Escuchémoslo en un fragmento de ese texto: “Vivían de esta escasez mis abuelos maternos, de la pequeña cría de cerdos que después del desmame eran vendidos a los vecinos de la aldea. Azinhaga era su nombre, en la provincia del Ribatejo. Se llamaban Jerónimo Melrinho y Josefa Caixinha esos abuelos, y eran analfabetos uno y otro. En el invierno, cuando el frío de la noche apretaba hasta el punto de que el agua de los cántaros se helaba dentro de la casa, recogían de las pocilgas a los lechones más débiles y se los llevaban a su cama. Debajo de las mantas ásperas, el calor de los humanos libraba a los animalillos de una muerte cierta”.

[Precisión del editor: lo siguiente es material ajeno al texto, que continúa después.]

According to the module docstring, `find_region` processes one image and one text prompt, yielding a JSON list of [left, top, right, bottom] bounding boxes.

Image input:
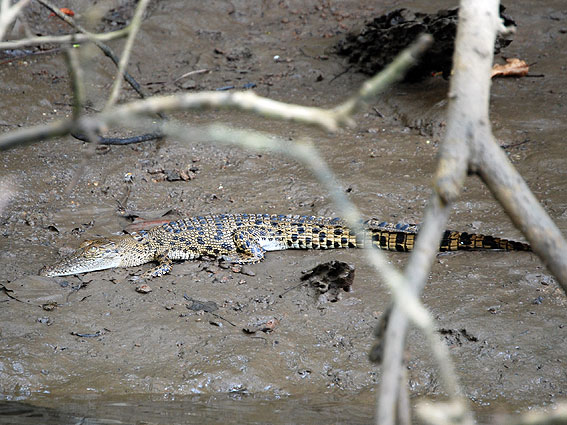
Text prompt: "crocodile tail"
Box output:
[[439, 230, 532, 251], [366, 219, 419, 252]]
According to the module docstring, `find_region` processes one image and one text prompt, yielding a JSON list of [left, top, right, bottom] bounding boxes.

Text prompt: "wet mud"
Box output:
[[0, 0, 567, 423]]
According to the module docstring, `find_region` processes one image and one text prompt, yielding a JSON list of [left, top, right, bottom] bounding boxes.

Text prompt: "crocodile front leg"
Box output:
[[220, 227, 266, 264], [141, 252, 173, 279]]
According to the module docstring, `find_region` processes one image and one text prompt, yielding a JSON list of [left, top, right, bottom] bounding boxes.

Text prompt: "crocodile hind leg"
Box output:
[[221, 226, 266, 264]]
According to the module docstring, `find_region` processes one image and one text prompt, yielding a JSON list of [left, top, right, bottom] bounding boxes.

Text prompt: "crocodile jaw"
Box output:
[[39, 239, 126, 277], [39, 255, 122, 277]]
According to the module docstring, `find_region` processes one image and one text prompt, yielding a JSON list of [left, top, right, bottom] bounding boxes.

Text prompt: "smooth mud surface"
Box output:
[[0, 0, 567, 423]]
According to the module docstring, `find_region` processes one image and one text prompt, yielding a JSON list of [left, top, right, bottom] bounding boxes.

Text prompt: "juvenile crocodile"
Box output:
[[40, 214, 531, 277]]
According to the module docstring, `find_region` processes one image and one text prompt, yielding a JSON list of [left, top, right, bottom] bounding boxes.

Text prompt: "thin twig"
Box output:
[[0, 27, 128, 50], [104, 0, 150, 110], [0, 0, 30, 40], [65, 47, 85, 120]]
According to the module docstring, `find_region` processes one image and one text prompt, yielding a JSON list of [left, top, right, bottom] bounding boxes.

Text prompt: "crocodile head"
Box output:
[[39, 236, 132, 276]]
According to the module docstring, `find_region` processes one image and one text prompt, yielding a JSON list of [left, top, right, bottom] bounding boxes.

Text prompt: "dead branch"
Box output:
[[0, 0, 30, 40], [104, 0, 150, 110]]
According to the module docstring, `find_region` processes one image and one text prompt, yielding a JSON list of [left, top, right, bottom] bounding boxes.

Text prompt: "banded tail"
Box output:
[[364, 220, 532, 252]]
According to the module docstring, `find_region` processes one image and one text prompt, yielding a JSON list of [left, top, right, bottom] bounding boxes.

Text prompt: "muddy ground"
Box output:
[[0, 0, 567, 423]]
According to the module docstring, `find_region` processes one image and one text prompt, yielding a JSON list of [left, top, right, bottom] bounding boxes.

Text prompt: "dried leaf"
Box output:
[[490, 58, 530, 78]]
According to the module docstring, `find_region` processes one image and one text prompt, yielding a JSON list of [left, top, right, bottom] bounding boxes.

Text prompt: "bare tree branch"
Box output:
[[0, 0, 30, 40], [104, 0, 150, 109]]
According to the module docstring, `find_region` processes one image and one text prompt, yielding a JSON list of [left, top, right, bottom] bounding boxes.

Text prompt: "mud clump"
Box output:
[[335, 7, 516, 81]]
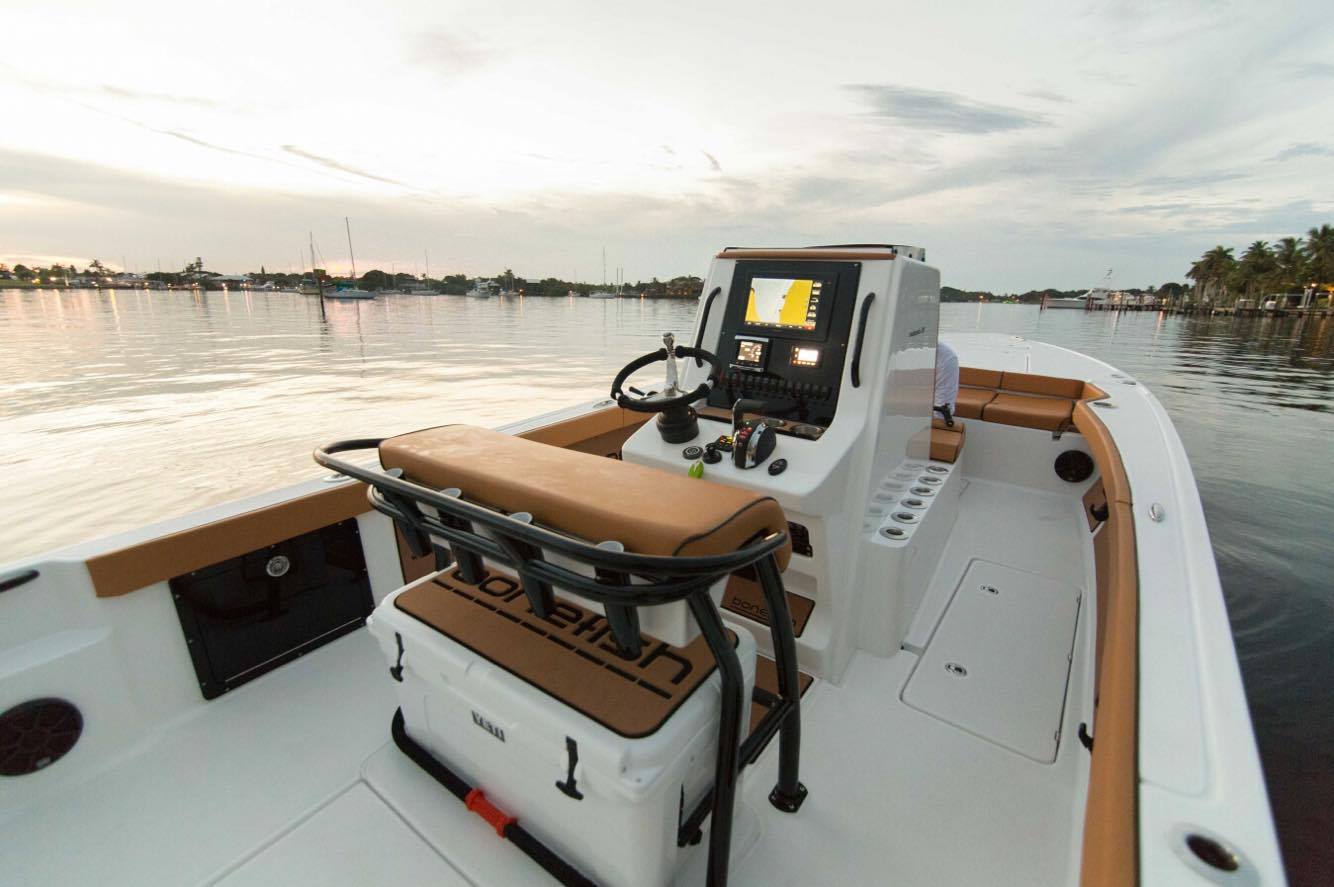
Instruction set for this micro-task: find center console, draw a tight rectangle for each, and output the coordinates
[622,245,940,680]
[702,261,862,439]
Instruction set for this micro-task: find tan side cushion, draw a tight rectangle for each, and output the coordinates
[931,419,967,464]
[959,367,1003,388]
[380,425,792,568]
[1079,502,1139,887]
[982,391,1075,431]
[998,372,1083,400]
[1074,400,1133,504]
[394,568,731,739]
[954,388,996,419]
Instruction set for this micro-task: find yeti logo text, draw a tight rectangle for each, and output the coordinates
[472,712,504,742]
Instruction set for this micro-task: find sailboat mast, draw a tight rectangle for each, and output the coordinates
[343,216,356,284]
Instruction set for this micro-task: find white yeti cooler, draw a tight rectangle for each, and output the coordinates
[368,570,755,887]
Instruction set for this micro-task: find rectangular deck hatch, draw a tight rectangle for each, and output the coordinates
[903,560,1082,764]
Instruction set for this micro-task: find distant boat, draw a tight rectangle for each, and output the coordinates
[324,287,375,301]
[332,216,375,299]
[1042,289,1107,308]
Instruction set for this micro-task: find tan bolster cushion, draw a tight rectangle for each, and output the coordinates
[931,425,963,463]
[982,391,1075,431]
[954,388,996,419]
[380,425,792,568]
[959,367,1002,388]
[998,372,1083,400]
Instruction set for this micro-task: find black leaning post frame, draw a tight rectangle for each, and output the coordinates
[315,437,806,887]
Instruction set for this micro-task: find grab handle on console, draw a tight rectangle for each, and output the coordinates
[852,292,875,388]
[695,287,723,367]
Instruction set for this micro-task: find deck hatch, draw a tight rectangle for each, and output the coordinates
[169,519,374,699]
[903,560,1081,764]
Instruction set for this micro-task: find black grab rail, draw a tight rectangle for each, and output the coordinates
[315,437,806,887]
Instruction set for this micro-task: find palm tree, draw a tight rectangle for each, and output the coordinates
[1186,245,1237,301]
[1306,224,1334,283]
[1274,237,1306,292]
[1235,240,1277,297]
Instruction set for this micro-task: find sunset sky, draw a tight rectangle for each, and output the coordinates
[0,0,1334,291]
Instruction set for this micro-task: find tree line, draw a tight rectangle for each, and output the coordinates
[1186,224,1334,304]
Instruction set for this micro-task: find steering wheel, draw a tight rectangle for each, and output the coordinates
[611,333,723,443]
[611,345,723,412]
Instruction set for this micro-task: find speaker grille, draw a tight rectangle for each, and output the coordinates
[0,699,83,776]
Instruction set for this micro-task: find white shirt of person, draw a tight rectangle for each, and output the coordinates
[931,341,959,416]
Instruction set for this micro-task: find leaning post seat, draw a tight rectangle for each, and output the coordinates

Saramago nos enfatizó la historia. Dijo que si los cerdos morían, ellos también morían. Elemental, vivían literalmente de su venta. También agregó que el vocabulario de su abuelo era limitado a su entorno agrario, y no pasaba de algunas decenas de palabras. Pero que con esas pocas palabras, le había mostrado el mundo. Nos sentenció, que en la actualidad, tenemos muchas palabras y formas de transmitirlas, pero que ya no nos comunicamos.
Alta verdad, desafío en la edificación de un mundo más fraterno para nosotros, los desterrados hijos de Eva, los ángeles caídos, los obstinados seguidores de Sísifo.